Conflicts of interest and affiliations
Where an artisan featured in a profile holds a consultancy with a supplier brand, a commercial endorsement with an equipment maker, an ownership stake in a distribution business, or a paid ambassadorship, those affiliations are disclosed inline within the profile when the affiliation is material to the technique or output described.
Editorial staff and contributors do not accept hosted travel, hosted tastings, or paid press trips from any artisan, operation, or commercial sponsor named in Taste Masters copy. Where a contributor has a pre-existing professional relationship with an artisan being profiled (former colleague, prior consulting work, a shared business interest), the contributor is recused from the profile.
Corrections
To request a correction, reach out to the editorial team with the URL of the artisan profile or editorial page, the specific claim in question, and citable source material supporting the correction. A dedicated editorial inbox will be published shortly.

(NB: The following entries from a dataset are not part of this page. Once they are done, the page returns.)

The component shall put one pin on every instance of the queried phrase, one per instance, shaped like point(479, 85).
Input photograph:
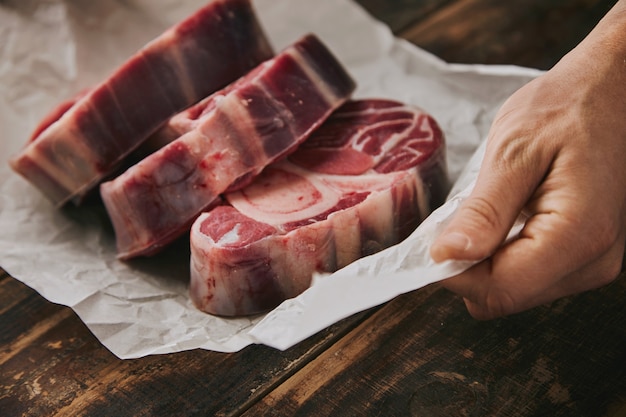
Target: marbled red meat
point(225, 140)
point(362, 182)
point(83, 140)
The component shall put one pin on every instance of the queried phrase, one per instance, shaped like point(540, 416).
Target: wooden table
point(418, 355)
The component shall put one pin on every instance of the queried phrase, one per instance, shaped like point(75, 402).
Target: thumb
point(506, 181)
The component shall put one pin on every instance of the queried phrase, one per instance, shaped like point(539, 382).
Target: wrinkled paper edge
point(132, 322)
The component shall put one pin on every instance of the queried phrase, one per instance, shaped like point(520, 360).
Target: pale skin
point(556, 149)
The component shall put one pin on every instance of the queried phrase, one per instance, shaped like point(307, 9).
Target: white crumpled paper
point(50, 49)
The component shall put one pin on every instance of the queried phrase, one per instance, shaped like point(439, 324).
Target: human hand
point(557, 149)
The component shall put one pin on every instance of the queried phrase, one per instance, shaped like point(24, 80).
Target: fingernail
point(455, 240)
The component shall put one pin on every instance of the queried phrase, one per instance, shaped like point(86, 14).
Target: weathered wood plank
point(50, 364)
point(522, 32)
point(422, 354)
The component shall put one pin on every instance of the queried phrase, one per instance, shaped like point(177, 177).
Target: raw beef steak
point(226, 140)
point(83, 140)
point(362, 182)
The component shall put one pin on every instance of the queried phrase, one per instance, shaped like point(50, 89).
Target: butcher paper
point(50, 49)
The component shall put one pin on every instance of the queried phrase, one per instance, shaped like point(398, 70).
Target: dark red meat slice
point(226, 140)
point(84, 140)
point(362, 182)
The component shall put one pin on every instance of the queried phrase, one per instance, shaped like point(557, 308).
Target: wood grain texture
point(423, 355)
point(521, 32)
point(50, 364)
point(418, 355)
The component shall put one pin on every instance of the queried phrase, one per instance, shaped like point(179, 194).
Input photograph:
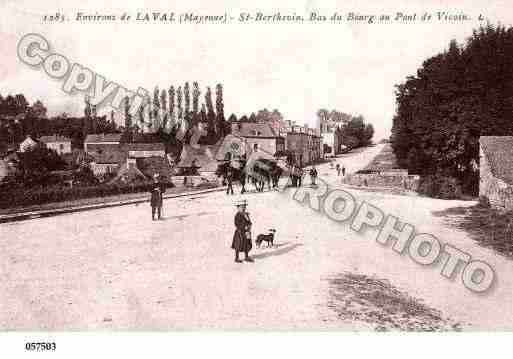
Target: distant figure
point(157, 191)
point(313, 175)
point(229, 180)
point(242, 180)
point(299, 176)
point(242, 237)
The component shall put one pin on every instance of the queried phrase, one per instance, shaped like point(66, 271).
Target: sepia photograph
point(222, 168)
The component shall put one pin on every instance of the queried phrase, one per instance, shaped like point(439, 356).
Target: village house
point(97, 143)
point(259, 137)
point(106, 162)
point(60, 144)
point(198, 160)
point(496, 170)
point(305, 144)
point(27, 144)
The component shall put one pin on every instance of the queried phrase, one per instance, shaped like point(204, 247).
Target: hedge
point(17, 196)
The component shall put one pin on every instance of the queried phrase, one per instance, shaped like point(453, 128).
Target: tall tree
point(195, 97)
point(187, 99)
point(221, 121)
point(164, 112)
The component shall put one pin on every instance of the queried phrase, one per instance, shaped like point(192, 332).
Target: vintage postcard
point(224, 166)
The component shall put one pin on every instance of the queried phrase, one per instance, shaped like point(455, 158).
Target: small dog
point(269, 238)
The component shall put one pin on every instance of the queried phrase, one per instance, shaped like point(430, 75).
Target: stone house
point(60, 144)
point(496, 170)
point(27, 144)
point(259, 136)
point(98, 143)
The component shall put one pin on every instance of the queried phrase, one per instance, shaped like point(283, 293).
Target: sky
point(295, 68)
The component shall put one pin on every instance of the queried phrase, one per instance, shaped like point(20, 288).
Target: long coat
point(157, 190)
point(242, 237)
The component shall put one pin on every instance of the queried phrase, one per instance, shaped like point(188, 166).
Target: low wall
point(499, 194)
point(400, 180)
point(195, 181)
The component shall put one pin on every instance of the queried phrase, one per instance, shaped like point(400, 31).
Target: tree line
point(178, 109)
point(455, 97)
point(352, 131)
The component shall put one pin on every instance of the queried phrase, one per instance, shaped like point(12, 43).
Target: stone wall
point(399, 180)
point(498, 192)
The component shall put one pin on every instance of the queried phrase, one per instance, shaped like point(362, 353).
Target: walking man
point(242, 180)
point(313, 175)
point(157, 190)
point(229, 180)
point(242, 237)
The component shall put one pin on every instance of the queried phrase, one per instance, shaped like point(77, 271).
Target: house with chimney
point(259, 136)
point(60, 144)
point(496, 171)
point(305, 144)
point(27, 144)
point(98, 143)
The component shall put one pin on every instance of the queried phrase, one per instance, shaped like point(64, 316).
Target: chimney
point(131, 162)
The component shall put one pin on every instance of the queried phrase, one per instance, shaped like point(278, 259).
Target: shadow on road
point(277, 252)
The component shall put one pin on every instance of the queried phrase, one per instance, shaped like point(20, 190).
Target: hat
point(241, 203)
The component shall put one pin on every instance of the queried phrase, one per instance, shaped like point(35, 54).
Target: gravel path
point(116, 269)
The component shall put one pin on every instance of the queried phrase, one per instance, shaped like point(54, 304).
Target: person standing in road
point(242, 181)
point(242, 236)
point(229, 181)
point(313, 175)
point(157, 191)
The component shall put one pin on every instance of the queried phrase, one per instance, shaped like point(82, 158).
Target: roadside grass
point(376, 302)
point(95, 200)
point(489, 227)
point(384, 160)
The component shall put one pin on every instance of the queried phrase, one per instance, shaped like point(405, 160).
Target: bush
point(440, 186)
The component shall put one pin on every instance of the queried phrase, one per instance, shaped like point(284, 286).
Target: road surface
point(114, 268)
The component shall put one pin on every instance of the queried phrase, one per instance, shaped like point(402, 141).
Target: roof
point(54, 138)
point(144, 146)
point(103, 137)
point(499, 153)
point(154, 164)
point(111, 156)
point(251, 129)
point(204, 157)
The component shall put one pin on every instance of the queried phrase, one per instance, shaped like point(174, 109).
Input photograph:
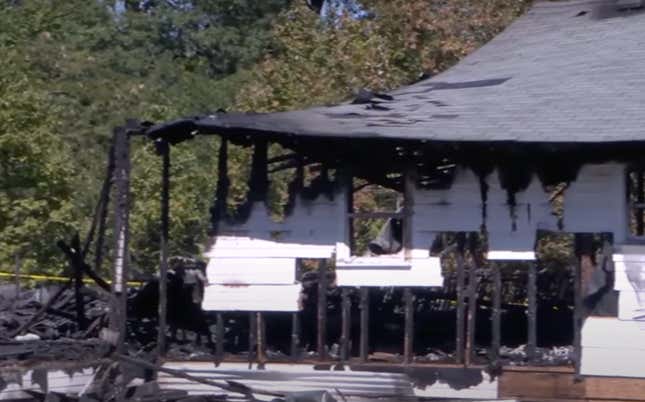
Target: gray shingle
point(551, 76)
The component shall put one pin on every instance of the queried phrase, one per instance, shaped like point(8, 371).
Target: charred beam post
point(408, 337)
point(365, 323)
point(531, 344)
point(584, 253)
point(322, 310)
point(121, 238)
point(219, 333)
point(253, 331)
point(218, 211)
point(77, 266)
point(295, 336)
point(640, 199)
point(261, 337)
point(102, 224)
point(345, 342)
point(473, 285)
point(163, 148)
point(496, 312)
point(461, 278)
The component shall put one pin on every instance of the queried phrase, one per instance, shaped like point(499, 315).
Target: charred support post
point(105, 201)
point(365, 323)
point(473, 285)
point(322, 310)
point(408, 338)
point(121, 234)
point(295, 336)
point(461, 307)
point(219, 333)
point(163, 148)
point(261, 328)
point(253, 331)
point(497, 311)
point(345, 342)
point(584, 252)
point(531, 344)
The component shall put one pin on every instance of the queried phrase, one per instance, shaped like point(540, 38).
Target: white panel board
point(613, 347)
point(252, 298)
point(508, 255)
point(629, 265)
point(251, 271)
point(595, 201)
point(311, 231)
point(300, 377)
point(383, 271)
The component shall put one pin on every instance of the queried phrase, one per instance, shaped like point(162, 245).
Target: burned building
point(537, 133)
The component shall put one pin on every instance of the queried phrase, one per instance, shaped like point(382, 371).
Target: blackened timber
point(473, 285)
point(531, 343)
point(497, 311)
point(121, 237)
point(640, 199)
point(261, 343)
point(460, 329)
point(253, 331)
point(102, 224)
point(346, 306)
point(408, 337)
point(322, 310)
point(295, 336)
point(164, 149)
point(365, 323)
point(219, 334)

Requests are reviewed against the verification framework above. Corrections to factual claims (credentials, training lineage, competition placement, dates of operation, AOP or DOP designation, recognition tier) are processed within five working days where the request includes the supporting record. Corrections to interpretive framing (technical positioning, peer-set comparison, lineage characterization) are reviewed by the editorial team and may be incorporated, footnoted, or declined depending on the underlying record. The corrections log is maintained internally and the profile is updated in place, with significant changes annotated.
About the editor
Hugo Marchetti is the Director of Editorial Standards of Taste Masters and the editor under whose byline the platform's verification work, long-form lineage explainers, and craft deep-dives are published. The standards described above are the spine of the work, and the named pieces under the Marchetti byline are bound by them. A more detailed framing of the editorial role and areas of focus is published on the editor's page. Where readers, artisans, peer publications, or operating houses identify factual gaps or errors in a published piece, the corrections process above is the mechanism.